A colleague of mine shared his new mantra with me: I will not become emotionally involved. I'm going to try that one. Anyone who knows me will no doubt find that in a few weeks it will change slightly: I will not become emotionally involved...NOT! Some things never change.
Already there is a burgeoning new parents movement to opt out of standardized testing. This time it might gain a bit of traction because as one observer has noted, "parents can't be fired." Amen.
I'll be supervising a handful of beginning teachers and mentoring a couple of first year teachers as well. I've noticed that when I work with novice teachers I'm careful not to get either too emotional or too cynical. I really do believe that there is still joy in teaching no mater what the ill-conceived messengers of school reform think or do. In fact, I'd go so far as to say that there always will be because when the bell rings and the roll is taken, it's still teacher with class. The well-meaning reformers come and go, just like the principals, the superintendents, the "revolutionary new ideas" the cynics, and the insincere. Unfortunately,some of the potentially excellent new teachers go as well. Recent studies show that as many as 50% leave the profession in the first five years.

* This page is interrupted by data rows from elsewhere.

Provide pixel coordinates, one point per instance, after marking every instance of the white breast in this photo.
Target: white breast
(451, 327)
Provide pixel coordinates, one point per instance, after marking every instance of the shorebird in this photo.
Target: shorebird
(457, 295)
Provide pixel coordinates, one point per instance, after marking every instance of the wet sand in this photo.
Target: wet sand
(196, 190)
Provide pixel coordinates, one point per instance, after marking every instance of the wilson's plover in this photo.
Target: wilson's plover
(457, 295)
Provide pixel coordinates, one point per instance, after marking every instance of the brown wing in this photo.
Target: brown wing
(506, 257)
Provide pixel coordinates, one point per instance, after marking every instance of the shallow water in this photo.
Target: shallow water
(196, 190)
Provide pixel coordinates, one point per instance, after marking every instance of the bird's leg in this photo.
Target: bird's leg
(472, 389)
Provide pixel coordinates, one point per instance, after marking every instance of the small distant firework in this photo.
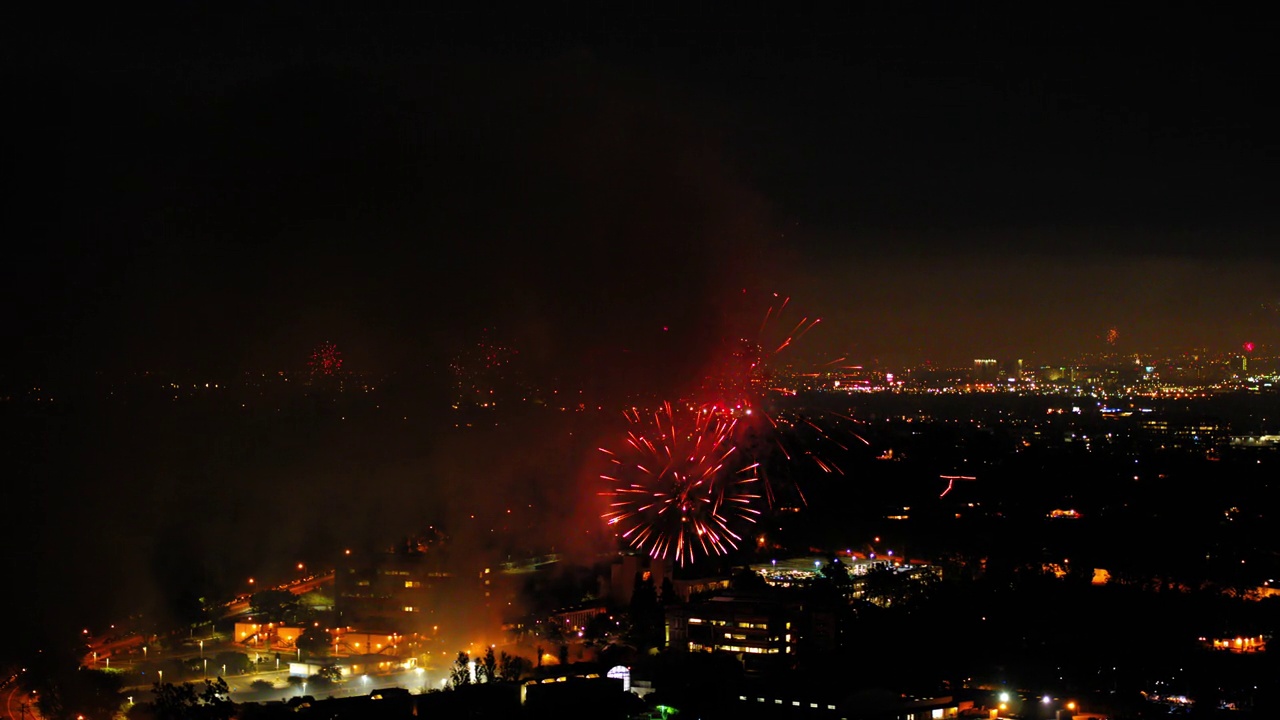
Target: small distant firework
(325, 360)
(680, 484)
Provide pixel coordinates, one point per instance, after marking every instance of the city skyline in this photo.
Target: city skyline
(935, 185)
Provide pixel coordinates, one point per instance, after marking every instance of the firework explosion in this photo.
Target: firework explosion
(680, 483)
(752, 383)
(325, 360)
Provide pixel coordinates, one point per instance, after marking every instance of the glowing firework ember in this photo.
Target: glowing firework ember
(681, 484)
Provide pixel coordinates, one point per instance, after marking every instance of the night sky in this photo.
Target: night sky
(218, 191)
(213, 192)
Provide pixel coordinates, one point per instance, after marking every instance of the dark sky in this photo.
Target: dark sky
(219, 190)
(214, 191)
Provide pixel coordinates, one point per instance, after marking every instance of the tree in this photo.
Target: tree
(73, 692)
(312, 642)
(461, 671)
(274, 604)
(748, 579)
(236, 662)
(836, 573)
(647, 616)
(183, 702)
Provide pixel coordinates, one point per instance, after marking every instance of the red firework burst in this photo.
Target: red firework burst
(680, 484)
(325, 360)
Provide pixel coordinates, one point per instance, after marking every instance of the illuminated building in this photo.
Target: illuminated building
(394, 591)
(764, 633)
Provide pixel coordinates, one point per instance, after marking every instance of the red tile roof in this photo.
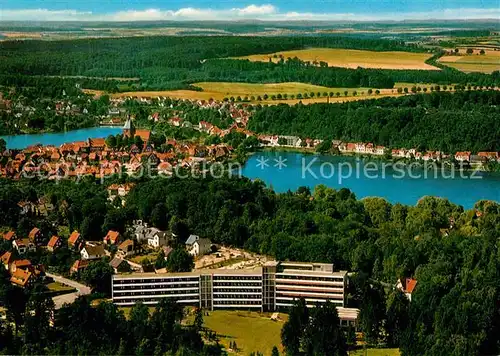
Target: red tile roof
(20, 277)
(112, 236)
(79, 264)
(73, 238)
(35, 231)
(54, 240)
(9, 236)
(410, 285)
(7, 258)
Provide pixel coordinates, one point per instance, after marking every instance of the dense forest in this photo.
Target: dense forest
(452, 253)
(177, 62)
(463, 121)
(85, 329)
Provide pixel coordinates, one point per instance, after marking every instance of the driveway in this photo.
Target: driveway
(60, 300)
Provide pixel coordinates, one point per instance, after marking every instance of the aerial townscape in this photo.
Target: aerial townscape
(291, 178)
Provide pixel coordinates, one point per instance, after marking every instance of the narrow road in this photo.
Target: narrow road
(60, 300)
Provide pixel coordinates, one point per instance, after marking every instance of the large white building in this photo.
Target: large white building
(272, 287)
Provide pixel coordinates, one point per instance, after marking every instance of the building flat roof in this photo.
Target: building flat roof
(196, 273)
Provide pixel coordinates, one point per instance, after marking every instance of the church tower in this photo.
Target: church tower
(128, 128)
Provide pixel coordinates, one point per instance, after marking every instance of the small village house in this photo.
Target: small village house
(9, 236)
(112, 238)
(197, 246)
(79, 265)
(23, 245)
(54, 243)
(126, 248)
(35, 236)
(75, 241)
(92, 252)
(408, 287)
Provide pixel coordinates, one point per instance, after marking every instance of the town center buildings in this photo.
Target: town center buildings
(271, 287)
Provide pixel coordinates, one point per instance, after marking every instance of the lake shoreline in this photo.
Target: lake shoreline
(367, 179)
(405, 161)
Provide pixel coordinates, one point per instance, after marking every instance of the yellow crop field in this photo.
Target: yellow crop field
(349, 58)
(221, 90)
(476, 62)
(251, 92)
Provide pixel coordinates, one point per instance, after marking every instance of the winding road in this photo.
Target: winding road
(60, 300)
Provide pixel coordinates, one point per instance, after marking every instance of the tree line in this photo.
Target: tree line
(452, 253)
(463, 121)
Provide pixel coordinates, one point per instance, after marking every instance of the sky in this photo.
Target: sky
(272, 10)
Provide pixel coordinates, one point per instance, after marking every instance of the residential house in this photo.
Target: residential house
(79, 265)
(23, 245)
(167, 250)
(7, 258)
(119, 265)
(54, 243)
(75, 240)
(35, 236)
(22, 278)
(92, 252)
(22, 264)
(462, 156)
(157, 238)
(120, 190)
(9, 236)
(112, 237)
(126, 248)
(408, 287)
(379, 150)
(489, 156)
(197, 246)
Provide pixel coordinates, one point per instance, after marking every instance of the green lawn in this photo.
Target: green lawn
(252, 331)
(59, 287)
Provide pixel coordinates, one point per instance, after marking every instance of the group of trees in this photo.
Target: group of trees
(313, 332)
(176, 62)
(464, 121)
(33, 326)
(454, 307)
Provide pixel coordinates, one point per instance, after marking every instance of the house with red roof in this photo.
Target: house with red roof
(79, 265)
(112, 237)
(9, 236)
(22, 278)
(54, 243)
(7, 258)
(35, 236)
(75, 240)
(408, 288)
(462, 156)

My role now will chiefly be to insure that those statistics don't ring true. It can be such a lonely existence filled the the worst kind of self-doubt. Funny thing is that even the best, even the most experienced, even the proven, award winning, veteran, most innovative professionals have self-doubt. The testing frenzy feeds on it. But it too will pass. In this age of encroaching technology and lightning communication, those that care will learn the complexity of educating a human being.
If we can bail out our car-makers, our financial institutions, our windswept, flood-soaked cities, our deteriorating infrastructure, then we can fight a war that liberates our teachers and does a better job at providing an equal education for all our kids.
So here we are, 57 years beyond Brown v. Board of Education and our schools, for the most part, are just as segregated as the were in 1954. Here we are, having difficulty reaching consensus on what matters most, a standardized test for the most unstandardized entity of all, the human mind. Have we learned nothing? We certainly have learned...a good deal too. We know about learning styles and multiple intelligences. We know that many of the systems and countries we constantly compare ourselves falling short to are trying to do what we do best. Encourage critical thinking, take risks with project based curriculum, reflect on our own practice, read the research, try to enjoy the totality of educating people.
But I will not become emotionally involved...for a few weeks.